Babapoor Sankhiros, Horwich Michael, Wu Rong, Levinson Shauna, Gandhi Manoj, Makkar Hanspaul, Kristjansson Arni, Chang Mary, Dadras Soheil S
Department of Genetics and Genomic Sciences, University of Connecticut Health Center, Farmington, CT, USA.
Department of Dermatology, University of Connecticut Health Center, Farmington, CT, USA.
Mod Pathol. 2016 May;29(5):461-75. doi: 10.1038/modpathol.2016.44. Epub 2016 Feb 26.

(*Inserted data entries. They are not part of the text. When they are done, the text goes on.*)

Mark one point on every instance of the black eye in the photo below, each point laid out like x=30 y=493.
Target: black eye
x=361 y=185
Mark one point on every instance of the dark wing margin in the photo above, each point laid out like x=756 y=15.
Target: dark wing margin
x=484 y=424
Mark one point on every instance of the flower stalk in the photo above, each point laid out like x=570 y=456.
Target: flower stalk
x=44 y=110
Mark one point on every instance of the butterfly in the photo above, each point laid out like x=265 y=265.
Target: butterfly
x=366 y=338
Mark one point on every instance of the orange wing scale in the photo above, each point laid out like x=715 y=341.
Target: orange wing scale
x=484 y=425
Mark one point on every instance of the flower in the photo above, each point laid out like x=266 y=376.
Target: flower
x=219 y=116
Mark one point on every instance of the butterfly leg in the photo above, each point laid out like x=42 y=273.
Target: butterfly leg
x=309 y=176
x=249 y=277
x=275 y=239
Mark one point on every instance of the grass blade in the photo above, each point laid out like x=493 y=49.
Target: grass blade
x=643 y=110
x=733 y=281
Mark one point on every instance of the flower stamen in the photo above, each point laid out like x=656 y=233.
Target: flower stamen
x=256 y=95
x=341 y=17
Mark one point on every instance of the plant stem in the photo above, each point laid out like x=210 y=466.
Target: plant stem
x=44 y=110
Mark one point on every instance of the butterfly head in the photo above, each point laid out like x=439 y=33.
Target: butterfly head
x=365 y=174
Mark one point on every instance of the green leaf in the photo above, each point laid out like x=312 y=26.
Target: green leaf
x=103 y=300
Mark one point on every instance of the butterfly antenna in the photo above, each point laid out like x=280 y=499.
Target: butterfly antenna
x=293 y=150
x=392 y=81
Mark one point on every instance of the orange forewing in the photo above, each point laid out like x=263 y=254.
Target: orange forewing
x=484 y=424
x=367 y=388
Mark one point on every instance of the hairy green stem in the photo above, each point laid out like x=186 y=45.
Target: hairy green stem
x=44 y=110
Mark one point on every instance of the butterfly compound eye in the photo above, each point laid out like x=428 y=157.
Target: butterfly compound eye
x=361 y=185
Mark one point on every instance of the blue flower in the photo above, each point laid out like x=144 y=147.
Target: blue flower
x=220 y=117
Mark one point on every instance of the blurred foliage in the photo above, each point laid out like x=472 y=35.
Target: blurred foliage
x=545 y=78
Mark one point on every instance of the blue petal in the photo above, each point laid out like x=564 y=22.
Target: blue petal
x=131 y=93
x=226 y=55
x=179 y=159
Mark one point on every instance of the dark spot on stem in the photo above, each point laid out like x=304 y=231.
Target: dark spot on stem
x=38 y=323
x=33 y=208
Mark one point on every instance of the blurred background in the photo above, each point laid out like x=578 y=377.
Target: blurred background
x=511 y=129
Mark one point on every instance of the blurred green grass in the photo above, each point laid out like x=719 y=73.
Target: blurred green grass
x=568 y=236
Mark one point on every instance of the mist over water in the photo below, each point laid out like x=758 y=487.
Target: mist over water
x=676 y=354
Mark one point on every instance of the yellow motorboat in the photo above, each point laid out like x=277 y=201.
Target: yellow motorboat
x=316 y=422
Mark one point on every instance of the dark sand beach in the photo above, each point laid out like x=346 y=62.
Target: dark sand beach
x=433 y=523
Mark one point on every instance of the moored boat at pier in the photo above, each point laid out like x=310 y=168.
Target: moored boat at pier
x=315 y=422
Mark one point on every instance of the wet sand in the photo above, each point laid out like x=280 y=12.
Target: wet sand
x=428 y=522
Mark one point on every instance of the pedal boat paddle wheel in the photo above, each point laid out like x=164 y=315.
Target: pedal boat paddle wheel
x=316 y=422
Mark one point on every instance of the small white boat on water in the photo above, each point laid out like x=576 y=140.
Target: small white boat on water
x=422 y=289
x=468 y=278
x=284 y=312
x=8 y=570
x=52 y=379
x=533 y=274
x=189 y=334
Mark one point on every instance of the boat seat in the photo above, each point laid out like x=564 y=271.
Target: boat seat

Some melanocytic tumors can be histologically ambiguous causing diagnostic difficulty, which could lead to overtreatment of benign lesions with an unwarranted psychological distress or undertreatment of malignant cancers. Previously, we demonstrated that significantly decreased miR-211 expression in melanomas compared with melanocytic nevi could accurately discriminate malignant from benign tumors. Herein we show microRNA in situ hybridization for fluorescent detection of miR-211, suitable for paraffin-embedded tissues in 109 primary melanocytic tumors. miR-211 expression was significantly lower in melanomas vs nevi (P<0.0001), and receiver operating characteristic curve (area under the curve=0.862) accurately discriminated melanomas from nevi with 90% sensitivity and 86.2% specificity. Qualitatively, all dysplastic nevi expressed miR-211 at high (86%) and low (14%) levels, independent of the degree of nuclear atypia. All 35 melanocytic tumors with Spitz morphology expressed miR-211 independent of morphological classification, where clinical follow-up of these patients showed no recurrence at the site or metastasis in mean and median of 3 (ranging 2-5) years. Moreover, a decision tree learning analysis selected age and miR-211 miRNA in situ hybridization as the predictive variables for benign or malignant outcome in 88 patients correctly classified 92% (81 out of 88) of cases as proven by receiver operating characteristic curve (area under the curve=0.9029). These results support miR-211 as a leading miRNA candidate for melanoma diagnosis and miRNA in situ hybridization as a uniquely uncomplicated ancillary test.
一些黑素细胞肿瘤在组织学上可能存在不明确性,导致诊断困难,这可能会导致对良性病变进行过度治疗,给患者带来不必要的心理困扰,或者对恶性肿瘤治疗不足。此前,我们证明,与黑素细胞痣相比,黑色素瘤中miR-211表达显著降低,这可以准确地区分良性和恶性肿瘤。在此,我们展示了用于荧光检测miR-211的微RNA原位杂交技术,适用于109例原发性黑素细胞肿瘤的石蜡包埋组织。黑色素瘤中的miR-211表达明显低于痣(P<0.0001),并且受试者工作特征曲线(曲线下面积=0.862)以90%的灵敏度和86.2%的特异性准确地区分了黑色素瘤和痣。定性地说,所有发育异常痣均高(86%)低(14%)水平表达miR-211,与核异型程度无关。所有35例具有Spitz形态的黑素细胞肿瘤均表达miR-211,与形态学分类无关,这些患者的临床随访显示,在平均3年(范围2-5年)的时间里,该部位无复发或转移。此外,决策树学习分析选择年龄和miR-211微RNA原位杂交作为88例患者良性或恶性结果的预测变量,经受试者工作特征曲线验证(曲线下面积=0.9029),正确分类了92%(88例中的81例)的病例。这些结果支持miR-211作为黑色素瘤诊断的主要微RNA候选物,以及微RNA原位杂交作为一种独特的、简单的辅助检测方法。